Presidente Draghi facciamo appello a lei e al suo senso di responsabilità per rivedere l’anomalia operativa di questo emendamento che introduce un divieto di lavoro di uno specifico settore, senza avere alcun legame con le necessità di bilancio dello Stato. Tuteli un segmento economico piccolo ma che è un’eccellenza nel mondo.
Ricordiamo a chi ha ideologicamente votato il bando mandando sul lastrico le famiglie e i lavoratori coinvolti che ha annullato una tradizione e una cultura rurale di secolare memoria.
Il nostro grazie alle forze politiche e ai Senatori che hanno provato ad opporsi a questo “esproprio” ingiustificato.
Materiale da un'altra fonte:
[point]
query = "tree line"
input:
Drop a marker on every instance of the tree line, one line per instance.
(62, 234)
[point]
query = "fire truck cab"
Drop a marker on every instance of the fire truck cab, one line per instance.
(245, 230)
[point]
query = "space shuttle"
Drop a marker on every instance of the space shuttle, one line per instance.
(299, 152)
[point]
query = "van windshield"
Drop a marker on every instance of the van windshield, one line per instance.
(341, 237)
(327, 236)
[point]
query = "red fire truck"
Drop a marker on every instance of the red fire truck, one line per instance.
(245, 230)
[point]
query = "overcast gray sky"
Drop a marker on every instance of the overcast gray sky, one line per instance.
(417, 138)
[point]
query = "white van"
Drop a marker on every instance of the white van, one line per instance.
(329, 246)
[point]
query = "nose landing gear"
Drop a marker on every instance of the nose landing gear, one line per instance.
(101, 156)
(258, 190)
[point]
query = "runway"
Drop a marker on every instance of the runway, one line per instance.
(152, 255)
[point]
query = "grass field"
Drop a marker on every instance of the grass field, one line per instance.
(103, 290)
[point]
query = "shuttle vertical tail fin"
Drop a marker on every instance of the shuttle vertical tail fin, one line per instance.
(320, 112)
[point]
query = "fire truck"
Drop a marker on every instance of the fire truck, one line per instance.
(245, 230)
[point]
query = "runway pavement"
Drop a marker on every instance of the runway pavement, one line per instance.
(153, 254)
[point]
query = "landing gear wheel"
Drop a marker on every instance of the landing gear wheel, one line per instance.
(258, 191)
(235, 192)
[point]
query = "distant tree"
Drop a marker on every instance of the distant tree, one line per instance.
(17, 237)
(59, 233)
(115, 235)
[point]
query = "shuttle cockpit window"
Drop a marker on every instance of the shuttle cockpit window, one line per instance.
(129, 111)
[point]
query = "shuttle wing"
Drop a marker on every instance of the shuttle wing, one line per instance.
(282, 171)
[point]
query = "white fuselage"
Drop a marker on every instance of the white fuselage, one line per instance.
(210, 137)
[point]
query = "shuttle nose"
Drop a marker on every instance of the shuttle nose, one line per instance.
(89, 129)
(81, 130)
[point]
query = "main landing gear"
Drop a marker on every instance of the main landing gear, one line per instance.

AIP – Associazione italiana Pellicceria

Un pezzo di storia
Ha ragione AIP a parlare di “un pezzo di storia”. Infatti, l’allevamento, componente essenziale dell’agricoltura e più in generale della cultura umana, nasce con la domesticazione del lupo, avvenuta in Siberia oltre 30mila anni fa e prosegue con la domesticazione di moltissime specie, fra cui bovini, equini, suini, ovi-caprini, avicunicoli e insetti (api, baco da seta). Tale tradizione prosegue tutt’oggi anche nelle nostre città con l’esplosione dell’allevamento di cani e di gatti, il che dimostra quanto l’idea di domesticare e allevare animali sia radicata nella nostra specie, come del resto ha evidenziato il grande scrittore di fantascienza Philip Dick nel suo Anche gli androidi sognano pecore elettriche.
Dagli animali allevati l’uomo trae cibo (carne, latte, uova, ecc.), beni di consumo (pellami, lana, concimi organici, ecc.) e numerosi servizi (lavoro, attività ludiche ed educative, tutela e valorizzazione del paesaggio, ecc.).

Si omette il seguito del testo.